NIAMEY, Niger — Suicide bombers in Niger detonated two car bombs simultaneously on Thursday, one inside a military camp in the city of Agadez and another in the remote town of Arlit at a French-operated uranium mine, killing a total of 26 people and injuring 30, according to officials in Niger and France.
A surviving attacker took a group of soldiers hostage, and authorities were attempting to negotiate their release.
The timing of the attacks, which occurred at the same moment more than 100 miles apart, and the fact that the bombers were able to penetrate both a well-guarded military installation and a sensitive, foreign-operated uranium mine, highlight the growing reach and sophistication of the Islamic extremists based in neighboring Mali. Both attacks were claimed by a spinoff of al-Qaida, the Movement for Oneness and Jihad in West Africa, or MUJAO, which earlier vowed to avenge the four-month-old French-led military intervention that ousted them from towns in Mali’s north.

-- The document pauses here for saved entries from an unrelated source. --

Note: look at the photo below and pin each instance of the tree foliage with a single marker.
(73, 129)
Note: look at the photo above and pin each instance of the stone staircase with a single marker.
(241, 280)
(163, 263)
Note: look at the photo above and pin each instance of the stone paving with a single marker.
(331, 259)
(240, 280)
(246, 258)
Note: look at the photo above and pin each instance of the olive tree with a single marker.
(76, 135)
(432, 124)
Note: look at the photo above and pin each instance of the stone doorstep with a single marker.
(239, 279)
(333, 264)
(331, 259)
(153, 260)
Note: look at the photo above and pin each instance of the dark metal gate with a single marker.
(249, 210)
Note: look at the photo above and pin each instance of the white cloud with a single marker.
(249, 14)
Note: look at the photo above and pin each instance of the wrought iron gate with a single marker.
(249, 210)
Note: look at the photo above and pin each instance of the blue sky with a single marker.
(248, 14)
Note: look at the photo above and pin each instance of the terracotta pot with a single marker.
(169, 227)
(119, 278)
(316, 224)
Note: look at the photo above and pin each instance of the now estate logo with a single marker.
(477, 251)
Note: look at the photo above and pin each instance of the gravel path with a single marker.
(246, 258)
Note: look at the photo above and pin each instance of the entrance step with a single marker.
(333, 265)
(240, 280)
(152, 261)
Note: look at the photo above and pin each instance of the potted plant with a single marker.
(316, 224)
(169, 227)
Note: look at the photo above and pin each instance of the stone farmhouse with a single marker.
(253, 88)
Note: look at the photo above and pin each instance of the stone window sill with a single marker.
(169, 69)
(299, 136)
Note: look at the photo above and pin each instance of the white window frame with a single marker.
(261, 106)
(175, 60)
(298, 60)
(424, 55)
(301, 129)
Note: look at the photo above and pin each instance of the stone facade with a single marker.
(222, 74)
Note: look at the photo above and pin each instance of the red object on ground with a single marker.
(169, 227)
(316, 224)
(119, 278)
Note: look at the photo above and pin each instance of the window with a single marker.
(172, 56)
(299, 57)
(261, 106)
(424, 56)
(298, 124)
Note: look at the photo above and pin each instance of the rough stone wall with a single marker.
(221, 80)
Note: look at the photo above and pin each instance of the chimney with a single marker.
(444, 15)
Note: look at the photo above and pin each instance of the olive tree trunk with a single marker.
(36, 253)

The most deaths were in the desert city of Agadez, located almost 600 miles northeast of the capital, where the attackers punched their explosive-laden car past the defenses at a military garrison and detonated inside the base, killing 20 soldiers and injuring 16 others, said Niger’s Minister of Defense Mahamadou Karidjo at a hastily assembled press conference in Niamey on Thursday. Three suicide bombers also died, but a fourth escaped and grabbed a group of military cadets, said Interior Minister Abdou Labo.